Szukam opon do swojego roweru -- custom build na ramie Scott Voltage YZ.02. Jeżdżę fifty-fifty na sztywnym widelcu i na amortyzatorze 130mm. Zdjęcie:
http://imgur.com/zNm8Flu
Zastosowania (od najczęstszego do najrzadszego):
- na pumptrack
- do wyjazdów na Rychlebske/Superflow i BB/Twister (a w przyszłości do Suliwoods)
- do streeta (co przy moim skillu na dzień dzisiejszy sprowadza się do bunny'ch na wrocławskich wałach bo tam miękko)
- do dirtu (to raczej pieśń przyszłości, ale jestem nastawiony, że jak będzie sucho to w końcu się odważę na te hopy)
Warunki konieczne:
- pod koła 26''
- zwijane, waga najchętniej poniżej 600g
- niski bieżnik
- szerokość 2.0-2.25
- poniżej 200 zł za komplet z przesyłką (w uzasadnionych przypadkach może być więcej)

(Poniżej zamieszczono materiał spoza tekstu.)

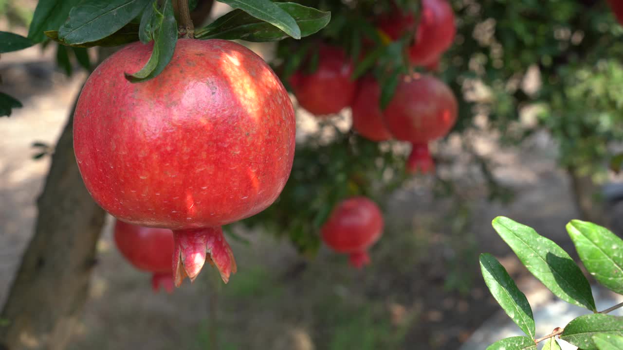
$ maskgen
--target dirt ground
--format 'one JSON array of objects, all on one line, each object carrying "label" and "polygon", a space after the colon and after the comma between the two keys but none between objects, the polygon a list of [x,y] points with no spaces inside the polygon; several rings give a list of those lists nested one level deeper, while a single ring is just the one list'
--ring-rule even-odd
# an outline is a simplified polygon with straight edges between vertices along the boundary
[{"label": "dirt ground", "polygon": [[[31,144],[54,144],[85,77],[55,71],[53,54],[30,49],[0,61],[0,87],[24,105],[0,119],[0,303],[31,235],[49,166],[49,157],[31,159]],[[122,259],[107,226],[70,349],[455,350],[499,310],[480,277],[478,253],[500,257],[533,306],[551,298],[491,220],[508,216],[570,248],[564,225],[578,217],[546,135],[515,150],[500,150],[493,136],[477,141],[497,164],[496,177],[516,191],[515,201],[488,201],[483,181],[467,163],[448,170],[464,186],[460,203],[435,198],[430,179],[414,179],[388,201],[385,235],[361,271],[326,249],[307,260],[287,242],[240,232],[250,243],[232,242],[239,272],[228,285],[206,268],[194,284],[156,294],[150,277]]]}]

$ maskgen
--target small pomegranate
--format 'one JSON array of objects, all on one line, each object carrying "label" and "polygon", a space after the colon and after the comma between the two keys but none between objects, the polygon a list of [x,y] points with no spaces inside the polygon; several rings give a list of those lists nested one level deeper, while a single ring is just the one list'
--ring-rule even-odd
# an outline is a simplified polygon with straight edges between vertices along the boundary
[{"label": "small pomegranate", "polygon": [[354,97],[353,63],[343,50],[326,45],[320,47],[319,57],[315,72],[297,72],[290,82],[302,107],[316,116],[335,114],[350,106]]},{"label": "small pomegranate", "polygon": [[370,262],[368,248],[383,234],[383,217],[376,204],[353,197],[338,204],[321,229],[322,240],[336,252],[350,255],[359,268]]},{"label": "small pomegranate", "polygon": [[173,291],[173,233],[166,229],[115,222],[115,243],[123,257],[136,268],[153,273],[151,287]]},{"label": "small pomegranate", "polygon": [[383,118],[394,137],[412,144],[408,171],[427,173],[434,169],[428,143],[450,131],[458,108],[450,88],[432,75],[405,77],[398,83]]},{"label": "small pomegranate", "polygon": [[379,105],[381,88],[372,77],[361,80],[359,90],[351,106],[353,128],[363,137],[372,141],[385,141],[392,138],[383,124]]},{"label": "small pomegranate", "polygon": [[153,44],[105,60],[80,94],[76,159],[87,189],[113,216],[173,230],[175,284],[206,259],[226,283],[236,265],[222,225],[277,199],[294,156],[294,110],[269,65],[231,41],[182,39],[156,77],[130,83]]}]

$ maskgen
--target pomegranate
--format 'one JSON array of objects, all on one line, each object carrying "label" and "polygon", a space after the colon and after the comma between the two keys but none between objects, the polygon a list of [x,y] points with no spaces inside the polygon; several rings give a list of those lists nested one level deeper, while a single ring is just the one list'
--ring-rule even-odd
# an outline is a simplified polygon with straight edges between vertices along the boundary
[{"label": "pomegranate", "polygon": [[456,121],[458,108],[452,91],[432,75],[415,74],[398,83],[383,118],[394,137],[413,145],[407,161],[408,171],[433,169],[428,143],[448,133]]},{"label": "pomegranate", "polygon": [[321,229],[322,240],[336,252],[350,255],[359,268],[370,262],[368,248],[381,237],[383,217],[376,204],[365,197],[346,199],[333,209]]},{"label": "pomegranate", "polygon": [[[414,40],[408,49],[409,60],[414,65],[434,67],[454,40],[454,12],[447,0],[422,0],[421,11]],[[413,14],[394,11],[381,19],[379,28],[397,40],[415,28]]]},{"label": "pomegranate", "polygon": [[151,287],[173,291],[173,233],[166,229],[144,227],[115,222],[115,243],[123,257],[136,268],[152,272]]},{"label": "pomegranate", "polygon": [[363,137],[372,141],[385,141],[392,138],[383,124],[379,99],[381,88],[372,77],[361,80],[359,90],[353,103],[353,128]]},{"label": "pomegranate", "polygon": [[294,110],[269,65],[224,40],[178,40],[156,77],[124,73],[152,44],[130,44],[91,74],[78,98],[74,146],[87,189],[120,220],[173,231],[175,284],[206,259],[226,283],[236,265],[221,227],[270,206],[295,147]]},{"label": "pomegranate", "polygon": [[335,114],[350,106],[354,98],[353,62],[338,47],[323,45],[319,54],[315,72],[298,71],[290,82],[302,107],[316,116]]}]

- docelowe warunki: ubita nawierzchnia, szuter, SUCHO (jak jest mokro to jeżdżę na innym rowerze)
Kandydaci (inne propozycje mile widziane):
- Kenda SBE 2.1
- Maxxis Ikon 2.2
- Maxxis Larsen TT 2.1
- Maxxis Flyweight 2.0 (120TPI)
- Maxxis Aspen 2.1 (120TPI)
- Maxxis Monorail 2.1 (120TPI)
- Schwalbe Fast Fred 2.25
- Schwalbe Table Top 2.25
- Continental Race King 2.0
Do tej pory przekładałem Miniony DHF/DHR 2.35 z roweru enduro, ale opory toczenia są zbyt duże a wysoki bieżnik utrudnia utrzymanie manuala (który i bez tego ma problem się utrzymać). Wcześniej jeździłem na Ikonach 3CC 120TPI i było dobrze (teraz się zużyły), ale tym razem chcę kupić nowe opony i w budżecie mieści się tylko najniższy model 60TPI, guma dwuskładnikowa aramid.